With finger-pointing in full bloom and the president retreating back to the White House and still fuming about his failed re-election bid, the party that allied itself so closely with Trump is finding itself suffering collateral damage.
According to the Journal, there is an internal fight going on between Trump's remaining supporters in Congress and those who want to put him in the past and repair the damage he wrought.
As Sen. John Thune (R-SD) put it, "We've got to chart a course. I think our identity for the past several years now has been built around an individual. And we've got to get back to where it is built on a set of ideas and principles and policies, and I'm sure those conversations will be held.
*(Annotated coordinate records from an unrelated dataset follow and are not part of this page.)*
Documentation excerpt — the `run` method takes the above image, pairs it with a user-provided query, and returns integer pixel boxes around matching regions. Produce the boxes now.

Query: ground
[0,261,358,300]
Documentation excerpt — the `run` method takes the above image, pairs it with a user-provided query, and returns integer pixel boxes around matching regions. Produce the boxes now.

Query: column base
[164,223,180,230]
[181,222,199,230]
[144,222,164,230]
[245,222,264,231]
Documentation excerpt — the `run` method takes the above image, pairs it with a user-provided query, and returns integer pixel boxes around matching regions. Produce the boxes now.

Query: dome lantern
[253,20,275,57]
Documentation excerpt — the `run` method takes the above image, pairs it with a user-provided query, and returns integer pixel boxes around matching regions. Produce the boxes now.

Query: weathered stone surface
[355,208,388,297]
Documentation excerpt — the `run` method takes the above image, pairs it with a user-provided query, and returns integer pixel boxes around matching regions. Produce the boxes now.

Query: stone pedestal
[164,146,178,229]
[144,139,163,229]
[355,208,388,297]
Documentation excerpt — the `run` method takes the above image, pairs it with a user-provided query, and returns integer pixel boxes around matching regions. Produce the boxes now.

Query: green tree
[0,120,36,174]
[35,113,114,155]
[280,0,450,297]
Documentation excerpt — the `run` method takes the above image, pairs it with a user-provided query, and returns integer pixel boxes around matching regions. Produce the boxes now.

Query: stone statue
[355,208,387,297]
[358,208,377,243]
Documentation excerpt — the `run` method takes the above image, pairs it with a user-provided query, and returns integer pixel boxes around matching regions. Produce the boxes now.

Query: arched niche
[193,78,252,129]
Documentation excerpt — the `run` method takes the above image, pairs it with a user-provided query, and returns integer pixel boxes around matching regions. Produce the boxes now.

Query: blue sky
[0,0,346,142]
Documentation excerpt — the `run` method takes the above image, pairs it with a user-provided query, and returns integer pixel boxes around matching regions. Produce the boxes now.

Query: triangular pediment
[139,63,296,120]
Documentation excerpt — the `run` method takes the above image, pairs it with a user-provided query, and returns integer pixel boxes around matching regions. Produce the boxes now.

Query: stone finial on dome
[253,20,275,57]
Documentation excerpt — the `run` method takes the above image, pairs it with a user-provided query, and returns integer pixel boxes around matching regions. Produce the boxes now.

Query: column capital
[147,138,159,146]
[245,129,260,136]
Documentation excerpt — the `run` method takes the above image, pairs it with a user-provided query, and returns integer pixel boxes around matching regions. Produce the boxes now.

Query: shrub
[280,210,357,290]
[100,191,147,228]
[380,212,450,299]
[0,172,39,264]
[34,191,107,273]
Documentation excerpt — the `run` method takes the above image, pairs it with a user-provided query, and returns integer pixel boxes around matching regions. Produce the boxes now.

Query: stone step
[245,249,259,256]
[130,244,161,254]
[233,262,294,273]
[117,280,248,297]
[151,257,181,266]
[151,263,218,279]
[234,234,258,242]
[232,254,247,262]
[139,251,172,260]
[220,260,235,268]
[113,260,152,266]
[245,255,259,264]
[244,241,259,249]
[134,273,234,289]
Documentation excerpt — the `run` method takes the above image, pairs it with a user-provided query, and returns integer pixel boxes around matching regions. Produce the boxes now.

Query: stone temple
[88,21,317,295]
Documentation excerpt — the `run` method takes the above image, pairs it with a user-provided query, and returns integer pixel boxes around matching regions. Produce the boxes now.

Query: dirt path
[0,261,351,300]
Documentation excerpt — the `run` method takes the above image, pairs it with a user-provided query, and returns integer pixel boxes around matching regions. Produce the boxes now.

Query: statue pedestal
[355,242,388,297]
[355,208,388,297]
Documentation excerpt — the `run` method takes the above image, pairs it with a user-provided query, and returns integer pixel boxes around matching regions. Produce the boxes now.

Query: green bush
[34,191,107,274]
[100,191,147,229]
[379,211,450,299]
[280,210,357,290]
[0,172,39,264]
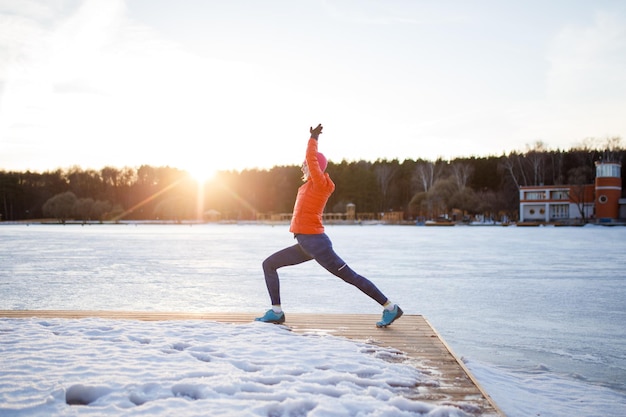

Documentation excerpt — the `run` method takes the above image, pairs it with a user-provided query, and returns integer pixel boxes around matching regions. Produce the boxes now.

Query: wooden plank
[0,310,504,417]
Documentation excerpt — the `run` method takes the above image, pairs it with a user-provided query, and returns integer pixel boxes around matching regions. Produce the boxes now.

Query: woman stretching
[256,124,402,327]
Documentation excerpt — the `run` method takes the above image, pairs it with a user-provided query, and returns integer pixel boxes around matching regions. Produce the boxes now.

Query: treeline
[0,138,625,222]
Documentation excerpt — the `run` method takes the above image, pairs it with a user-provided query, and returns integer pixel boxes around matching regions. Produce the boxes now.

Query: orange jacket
[289,138,335,235]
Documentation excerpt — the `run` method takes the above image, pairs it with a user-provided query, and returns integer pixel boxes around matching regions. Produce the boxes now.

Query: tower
[595,161,622,220]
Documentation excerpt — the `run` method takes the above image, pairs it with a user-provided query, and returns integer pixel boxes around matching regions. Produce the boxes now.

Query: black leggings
[263,233,387,305]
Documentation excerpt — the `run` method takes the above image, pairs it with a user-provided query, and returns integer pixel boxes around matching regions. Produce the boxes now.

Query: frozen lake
[0,224,626,416]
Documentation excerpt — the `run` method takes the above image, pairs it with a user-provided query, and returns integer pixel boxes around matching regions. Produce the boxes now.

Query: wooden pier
[0,310,504,417]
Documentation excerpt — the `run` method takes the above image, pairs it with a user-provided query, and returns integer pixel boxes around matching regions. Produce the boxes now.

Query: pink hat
[317,152,328,172]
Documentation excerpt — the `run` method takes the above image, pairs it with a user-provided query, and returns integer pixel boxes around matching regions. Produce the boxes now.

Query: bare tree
[450,161,473,190]
[374,162,398,209]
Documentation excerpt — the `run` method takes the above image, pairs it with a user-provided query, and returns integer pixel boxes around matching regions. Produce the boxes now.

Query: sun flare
[186,165,216,184]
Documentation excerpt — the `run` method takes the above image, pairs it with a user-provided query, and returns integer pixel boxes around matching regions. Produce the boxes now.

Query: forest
[0,138,625,223]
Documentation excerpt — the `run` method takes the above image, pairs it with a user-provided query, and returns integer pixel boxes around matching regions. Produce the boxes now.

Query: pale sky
[0,0,626,176]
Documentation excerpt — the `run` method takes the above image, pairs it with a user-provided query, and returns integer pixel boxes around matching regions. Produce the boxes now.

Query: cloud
[547,11,626,101]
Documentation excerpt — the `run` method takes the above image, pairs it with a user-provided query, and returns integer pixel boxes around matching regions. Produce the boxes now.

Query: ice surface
[0,225,626,417]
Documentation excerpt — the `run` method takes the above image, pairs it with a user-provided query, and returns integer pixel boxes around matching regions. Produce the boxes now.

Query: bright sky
[0,0,626,176]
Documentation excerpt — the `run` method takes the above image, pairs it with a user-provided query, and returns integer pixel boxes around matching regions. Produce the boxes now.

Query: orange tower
[595,161,622,220]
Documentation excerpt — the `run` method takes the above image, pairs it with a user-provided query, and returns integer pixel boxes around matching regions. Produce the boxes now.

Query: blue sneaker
[254,308,285,324]
[376,305,404,327]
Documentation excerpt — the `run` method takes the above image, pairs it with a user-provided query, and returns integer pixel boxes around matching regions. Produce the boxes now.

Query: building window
[552,190,569,200]
[526,191,546,200]
[596,163,621,178]
[550,204,569,219]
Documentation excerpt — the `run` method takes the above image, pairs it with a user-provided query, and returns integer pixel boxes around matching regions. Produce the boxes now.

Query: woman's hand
[309,123,323,139]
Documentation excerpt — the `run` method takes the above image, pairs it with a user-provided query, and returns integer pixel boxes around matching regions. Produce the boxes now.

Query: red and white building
[519,162,626,223]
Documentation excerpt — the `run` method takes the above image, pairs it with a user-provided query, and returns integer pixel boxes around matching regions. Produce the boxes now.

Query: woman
[256,124,403,327]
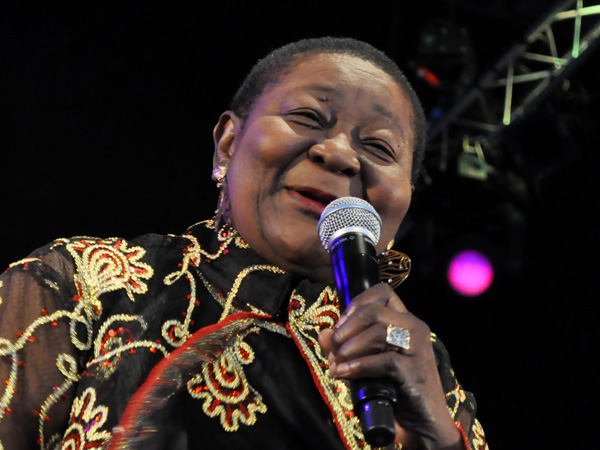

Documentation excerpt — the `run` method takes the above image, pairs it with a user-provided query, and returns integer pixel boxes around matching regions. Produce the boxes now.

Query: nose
[308,133,360,176]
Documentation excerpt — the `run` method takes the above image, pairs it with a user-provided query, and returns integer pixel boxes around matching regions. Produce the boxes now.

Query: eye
[362,139,396,161]
[288,109,324,130]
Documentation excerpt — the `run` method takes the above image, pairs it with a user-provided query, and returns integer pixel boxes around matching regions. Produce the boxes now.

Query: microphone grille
[317,197,381,251]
But it needs to happen pretty soon."
Republican strategist Scott Reed bluntly explained the problem facing the party, "I think the Trump brand is close to destroyed."
The Journal reported, "This week's events exacerbated a crisis of identity for a party that already was seeking to figure out how it will sell itself in the post-Trump era," adding, "Across the country, the party is being torn by infighting between those who resisted Mr. Trump's efforts to overturn the presidential election results, and those who supported it, in some cases with an eye to run for higher office."
That doesn't mean that the president doesn't still have a loyal base with the report noting Trump still has "strong support among his base of largely rural, evangelical Christian and working-class voters." But those numbers came before Wednesday's assault on the Capitol.
According to Stan Barnes, a Republican consultant, the party leadership needs to decide how much longer it wants to be associated with the outgoing president.
"It's a serious threat to the party's ability to win elections in the near future, to recruit candidates and raise money,'' Barnes explained. "And if the party can't figure out if wants to be in the boat with Trump or in another boat, then the party is facing an existential threat."
Rick Tyler, a Republican strategist who advised Sen. Ted Cruz (R-TX), agreed.
"Unless the party fully rejects Trump, it will quickly become irrelevant," he explained. "The type of candidates a Trump-centric Republican Party will nominate will be easily beaten in most general elections, relegating themselves to being a perpetual minority and regional party."